Better -- employing a tried-and-true publicity stunt, selected Denny's restaurants are slinging free Beyond Burgers this Friday (with the usual "while supplies last" caveat). This is one of the oldest sales gimmicks in the world, largely because it works. Beyond Meat should benefit from the resulting publicity and from the new customers the freebies manage to rope in as fans.
The company has some good momentum behind it. Earlier this month, Dunkin' Brands Group unveiled a new ad campaign around the new Beyond Sausage Sandwich on its menu, with the fake meat provided by you-know-who. And last year saw Beyond Meat sign a clutch of deals with restaurants (Del Taco and Subway, among numerous others) and supermarket chain operators (Safeway, ShopRite, etc.).
This has helped Beyond Meat post some impressive revenue growth figures, even as its profitability is thin or nonexistent on the bottom line.

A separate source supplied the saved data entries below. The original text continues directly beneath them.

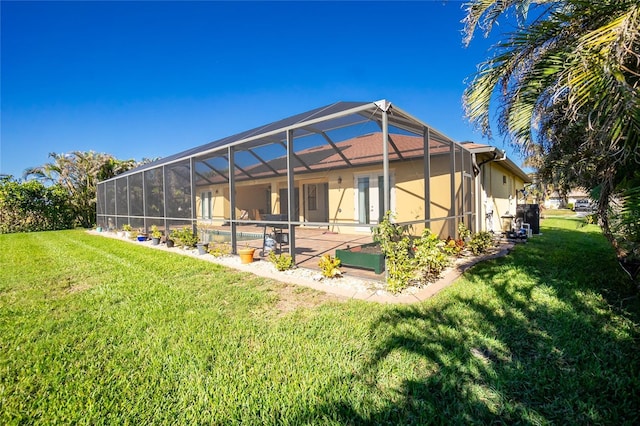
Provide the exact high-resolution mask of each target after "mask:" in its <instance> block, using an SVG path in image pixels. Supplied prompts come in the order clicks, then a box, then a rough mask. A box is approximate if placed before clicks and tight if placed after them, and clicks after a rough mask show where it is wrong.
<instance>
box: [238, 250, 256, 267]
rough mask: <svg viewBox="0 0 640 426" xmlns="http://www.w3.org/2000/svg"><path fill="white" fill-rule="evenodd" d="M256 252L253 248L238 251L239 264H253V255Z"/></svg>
mask: <svg viewBox="0 0 640 426" xmlns="http://www.w3.org/2000/svg"><path fill="white" fill-rule="evenodd" d="M255 251H256V249H255V248H253V247H249V246H246V247H244V248H241V249H240V250H238V255H240V263H244V264H246V263H251V262H253V253H254V252H255Z"/></svg>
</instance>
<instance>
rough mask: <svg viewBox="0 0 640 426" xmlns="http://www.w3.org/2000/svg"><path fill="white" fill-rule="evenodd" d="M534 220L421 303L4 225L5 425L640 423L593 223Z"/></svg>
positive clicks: (616, 423)
mask: <svg viewBox="0 0 640 426" xmlns="http://www.w3.org/2000/svg"><path fill="white" fill-rule="evenodd" d="M542 232H543V235H541V236H536V237H535V238H533V239H532V240H531V241H530V242H529V243H527V244H523V245H518V246H517V247H516V249H515V250H514V251H513V252H512V253H511V254H510V255H509V256H507V257H505V258H501V259H497V260H493V261H489V262H486V263H483V264H480V265H477V266H476V267H474V268H473V269H472V270H471V271H469V272H468V273H467V274H465V276H464V278H463V279H462V280H460V281H458V282H457V283H456V284H455V285H453V286H451V287H449V288H448V289H446V290H444V291H443V292H441V293H439V294H438V295H437V296H436V297H434V298H432V299H430V300H428V301H426V302H424V303H422V304H416V305H411V306H385V305H377V304H372V303H367V302H362V301H349V302H343V301H338V300H336V299H335V298H332V297H328V296H326V295H324V294H322V293H317V292H314V291H311V290H308V289H304V288H297V287H295V286H287V285H284V284H280V283H277V282H275V281H270V280H266V279H262V278H256V277H253V276H251V275H248V274H244V273H239V272H236V271H233V270H228V269H224V268H223V267H221V266H218V265H215V264H211V263H208V262H204V261H200V260H198V259H194V258H190V257H185V256H180V255H178V254H174V253H167V252H163V251H158V250H149V249H147V248H145V247H141V246H137V245H135V244H130V243H127V242H123V241H119V240H113V239H109V238H103V237H100V236H92V235H89V234H86V233H84V232H83V231H66V232H51V233H33V234H15V235H0V247H2V251H1V252H0V424H18V423H28V424H33V423H36V424H52V423H65V424H66V423H80V424H104V423H109V424H135V425H140V424H150V423H153V424H189V425H191V424H198V423H202V424H240V423H241V424H249V425H252V424H256V425H263V424H278V425H282V424H284V425H286V424H291V425H299V424H425V423H435V424H474V423H475V424H487V423H492V422H497V423H508V424H513V423H521V424H549V423H555V424H579V425H583V424H611V425H622V424H638V422H640V404H639V402H640V378H639V371H640V353H639V345H638V342H639V341H640V325H639V324H640V315H639V312H640V309H639V306H640V304H639V302H638V298H636V297H633V296H634V295H635V291H634V288H633V286H632V285H631V283H629V282H628V281H625V279H626V277H625V276H624V274H623V273H622V272H620V271H619V270H618V268H617V265H616V263H615V258H614V256H613V254H612V252H611V250H610V249H609V247H608V245H607V243H606V242H605V241H604V239H603V238H602V236H601V234H600V233H599V232H598V229H597V228H596V227H595V226H592V225H589V226H580V222H579V220H576V219H562V218H557V219H555V218H554V219H545V220H544V221H543V223H542Z"/></svg>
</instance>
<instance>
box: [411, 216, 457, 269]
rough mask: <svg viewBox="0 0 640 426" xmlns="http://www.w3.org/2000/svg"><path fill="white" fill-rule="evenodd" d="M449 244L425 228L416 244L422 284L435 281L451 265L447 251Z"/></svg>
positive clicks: (414, 253) (415, 261)
mask: <svg viewBox="0 0 640 426" xmlns="http://www.w3.org/2000/svg"><path fill="white" fill-rule="evenodd" d="M446 246H447V244H446V243H445V242H444V241H441V240H440V239H439V238H438V236H437V235H434V234H433V233H432V232H431V230H430V229H429V228H425V230H424V231H423V232H422V235H421V236H420V238H419V239H417V240H416V241H415V243H414V256H415V265H416V269H417V273H418V278H419V279H420V281H421V282H429V281H433V280H434V279H435V278H438V277H439V276H440V273H441V272H442V271H443V270H444V268H446V267H447V266H449V264H450V263H451V262H450V260H449V256H448V255H447V251H446Z"/></svg>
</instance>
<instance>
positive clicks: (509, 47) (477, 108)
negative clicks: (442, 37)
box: [464, 0, 640, 263]
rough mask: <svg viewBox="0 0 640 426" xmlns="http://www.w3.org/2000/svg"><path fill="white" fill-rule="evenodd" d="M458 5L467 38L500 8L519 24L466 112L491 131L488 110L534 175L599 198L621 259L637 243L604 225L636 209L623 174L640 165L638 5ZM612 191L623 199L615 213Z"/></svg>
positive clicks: (510, 37)
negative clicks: (531, 159)
mask: <svg viewBox="0 0 640 426" xmlns="http://www.w3.org/2000/svg"><path fill="white" fill-rule="evenodd" d="M466 7H467V16H466V19H465V35H466V37H465V42H466V43H467V44H468V43H470V41H471V39H472V37H473V35H474V33H475V31H476V30H477V29H478V28H480V29H482V30H483V31H484V32H485V34H488V33H490V32H491V30H492V29H493V28H494V26H495V25H496V23H497V22H498V20H499V19H500V18H503V17H505V16H506V15H508V14H511V13H513V15H515V16H516V18H517V22H518V25H517V27H516V29H515V30H514V31H513V32H511V33H509V34H506V35H505V38H504V39H503V40H502V41H501V42H499V43H498V44H497V46H496V47H495V50H494V51H495V55H494V56H493V57H491V58H489V59H487V60H486V61H485V62H484V63H482V64H481V65H480V66H479V70H478V73H477V75H476V77H475V78H474V80H473V81H472V82H471V83H470V84H469V86H468V88H467V90H466V91H465V96H464V103H465V108H466V112H467V116H468V117H469V119H470V120H471V121H472V122H473V123H475V124H476V125H478V126H479V127H480V128H481V129H482V130H483V132H484V133H485V134H487V135H489V136H491V128H490V127H491V126H490V123H491V119H490V115H491V114H493V113H494V112H495V113H496V121H497V125H498V131H499V133H500V134H502V135H504V136H505V137H506V138H507V140H508V141H509V142H510V143H511V144H513V145H514V146H516V147H519V148H520V149H522V151H523V152H524V153H525V154H531V155H532V156H534V157H536V158H535V161H536V162H537V165H538V167H539V170H540V173H541V175H542V176H547V177H551V176H553V178H554V181H555V182H558V180H559V182H560V184H561V185H563V186H583V187H585V188H587V189H588V190H590V191H591V192H592V194H594V195H597V205H598V216H599V221H600V225H601V226H602V229H603V231H604V234H605V236H607V238H608V239H609V240H610V241H611V243H612V244H613V246H614V247H615V248H616V251H617V253H618V256H619V258H620V259H621V261H622V262H623V263H625V262H627V261H629V260H630V258H631V257H634V256H636V254H635V253H637V246H636V247H634V246H633V245H631V246H630V245H628V244H620V242H621V241H623V239H624V238H621V237H622V236H621V235H620V234H618V233H617V231H619V229H620V228H618V227H616V228H615V229H614V228H612V227H611V221H612V220H613V221H614V222H616V223H618V222H620V221H619V220H618V218H617V215H619V214H620V213H621V212H624V213H625V214H626V215H627V217H637V213H638V211H637V210H635V209H636V208H637V205H638V204H637V203H634V202H633V199H632V198H629V197H631V195H629V194H636V190H637V188H638V186H637V185H638V183H637V180H635V179H628V176H629V173H630V172H632V171H634V170H637V169H638V164H640V147H639V145H640V143H639V141H640V2H638V0H600V1H588V0H472V1H469V2H468V3H467V5H466ZM625 194H627V195H625ZM614 196H616V197H617V198H619V199H622V200H623V206H622V207H621V208H619V209H612V203H611V200H612V198H613V197H614ZM625 201H626V204H625ZM629 229H630V228H627V231H628V230H629ZM636 240H637V239H636ZM638 256H640V254H639V255H638ZM638 259H639V260H640V257H639V258H638Z"/></svg>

The year-over-year revenue increases in the company's three reported quarters so far as a publicly traded company are 215%, 287%, and 250%, respectively.
Some investors love these numbers as much as they enjoy a juicy, plant-based fake burger. Monday was hardly the first day in its relatively brief life that Beyond Meat stock saw an encouraging pop. All in all, the shares have increased nearly fivefold over their initial public offering price when the stock launched last May.
Meaty valuations
But wide rollouts aren't everything, nor is 200%-plus revenue growth. Beyond Meat trades at enormous multiples for a company that's still struggling to push its bottom line into the black. Of the three reported quarters, only the most recent one was profitable, and modestly at that.
For the entirety of this current fiscal year (2019), analysts are collectively estimating a loss of $0.18 per share. They believe Beyond Meat will flip to a net profit in 2020 of $0.42. That's a dramatic change, but it still means the shares are awfully pricey -- the latter figure shakes out to a forward P/E of nearly 300 at the latest closing stock price.
I'm not convinced Beyond Meat can lift its profitability by 300%, as implied by that forward P/E.
Sure, its products are hot now and the take-up is steep. However, it already faces direct competition in the form of the Impossible Company, which makes comparable products. Further down the food line, deep-pocketed comestibles giants like Tyson Foods are going to push into this market with new competing goods. The space is going to get crowded, and the days of 250% sales growth are sure to end.
Look, I'm a fan of disruptive companies, and I like when a scrappy upstart can punch above its weight and score some big deals. But I think Beyond Meat's intensifying popularity among investors is not justified given its sky-high valuations and the competition barreling toward it, and I wouldn't count on the stock continuing to rise in price.